- McConnell, Illinois McConnell, Illinois
- Coordinates: 42°26′04″N 89°43′53″W﻿ / ﻿42.43444°N 89.73139°W
- Country: United States
- State: Illinois
- County: Stephenson
- Elevation: 771 ft (235 m)
- Time zone: UTC-6 (Central (CST))
- • Summer (DST): UTC-5 (CDT)
- ZIP code: 61050
- Area codes: 815 & 779
- GNIS feature ID: 413218

= McConnell, Illinois =

McConnell is an unincorporated community in Waddams Township in Stephenson County, Illinois. McConnell is 5 mi southwest of Orangeville, 7 mi northeast of Lena and 7 mi southeast of Winslow. McConnell has a post office with ZIP code 61050.

==History==

In 1836, John Dennison claimed 1000 acre east of the Pecatonica River for the purpose of starting a town. The area was heavily timbered and required a saw mill, which was erected north of the grove on a small creek in the spring of the year.
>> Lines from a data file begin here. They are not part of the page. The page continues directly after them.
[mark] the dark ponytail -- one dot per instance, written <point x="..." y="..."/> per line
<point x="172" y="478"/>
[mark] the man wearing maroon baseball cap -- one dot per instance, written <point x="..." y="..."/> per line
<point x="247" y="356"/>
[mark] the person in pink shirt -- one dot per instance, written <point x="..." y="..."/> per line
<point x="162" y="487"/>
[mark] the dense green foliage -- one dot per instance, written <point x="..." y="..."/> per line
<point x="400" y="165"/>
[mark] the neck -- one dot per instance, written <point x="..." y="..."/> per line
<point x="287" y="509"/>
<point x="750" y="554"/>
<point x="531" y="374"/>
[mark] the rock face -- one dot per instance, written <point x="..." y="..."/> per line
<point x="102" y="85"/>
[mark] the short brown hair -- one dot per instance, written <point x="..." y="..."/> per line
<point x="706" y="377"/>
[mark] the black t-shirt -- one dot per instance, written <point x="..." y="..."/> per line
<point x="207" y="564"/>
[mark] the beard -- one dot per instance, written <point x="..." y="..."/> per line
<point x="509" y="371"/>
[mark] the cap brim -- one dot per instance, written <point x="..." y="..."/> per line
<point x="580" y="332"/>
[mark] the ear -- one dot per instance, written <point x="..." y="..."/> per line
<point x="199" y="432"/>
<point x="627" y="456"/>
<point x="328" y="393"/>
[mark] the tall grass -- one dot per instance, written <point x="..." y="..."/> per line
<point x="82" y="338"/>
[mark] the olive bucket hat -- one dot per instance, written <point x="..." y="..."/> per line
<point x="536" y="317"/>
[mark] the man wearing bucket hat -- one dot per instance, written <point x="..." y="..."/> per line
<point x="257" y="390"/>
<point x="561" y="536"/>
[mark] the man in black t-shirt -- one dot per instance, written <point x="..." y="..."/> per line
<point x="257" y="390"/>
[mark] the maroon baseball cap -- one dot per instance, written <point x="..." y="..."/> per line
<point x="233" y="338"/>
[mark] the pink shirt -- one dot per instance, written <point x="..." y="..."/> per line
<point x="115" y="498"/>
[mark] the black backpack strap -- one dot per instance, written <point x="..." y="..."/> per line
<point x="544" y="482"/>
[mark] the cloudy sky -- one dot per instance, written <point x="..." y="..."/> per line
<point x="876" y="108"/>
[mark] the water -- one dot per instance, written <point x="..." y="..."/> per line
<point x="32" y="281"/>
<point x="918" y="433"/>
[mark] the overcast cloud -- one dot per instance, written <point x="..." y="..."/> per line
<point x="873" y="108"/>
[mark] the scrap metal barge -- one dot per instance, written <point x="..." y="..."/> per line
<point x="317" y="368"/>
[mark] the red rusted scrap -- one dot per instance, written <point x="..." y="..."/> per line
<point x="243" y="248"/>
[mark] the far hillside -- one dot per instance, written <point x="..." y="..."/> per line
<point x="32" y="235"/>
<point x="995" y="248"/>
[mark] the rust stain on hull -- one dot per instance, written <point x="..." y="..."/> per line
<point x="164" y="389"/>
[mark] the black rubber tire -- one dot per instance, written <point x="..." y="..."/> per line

This mill, located on Muddy Creek, was operated by Dennison and John Van Zant.

During the following year, Dennison and Van Zant plotted the town with Van Zant acting as surveyor. Stephenson County abstracts prove that the town was to be called either "Pennsylvania" or "New Pennsylvania".

By the spring of 1838, Dennison and Van Zant had made several land improvements and sold all of it, including the mill, to Robert McConnell. McConnell then changed the name to "McConnell's Grove". Due to Galena being the nearest town to acquire supplies and mail, McConnell built a storehouse and went to Galena to purchase goods to start a trading post.

On March 11, 1842, the land Robert McConnell received from Dennison and Van Zant was deeded from the United States to McConnell from the Land Office in Dixon.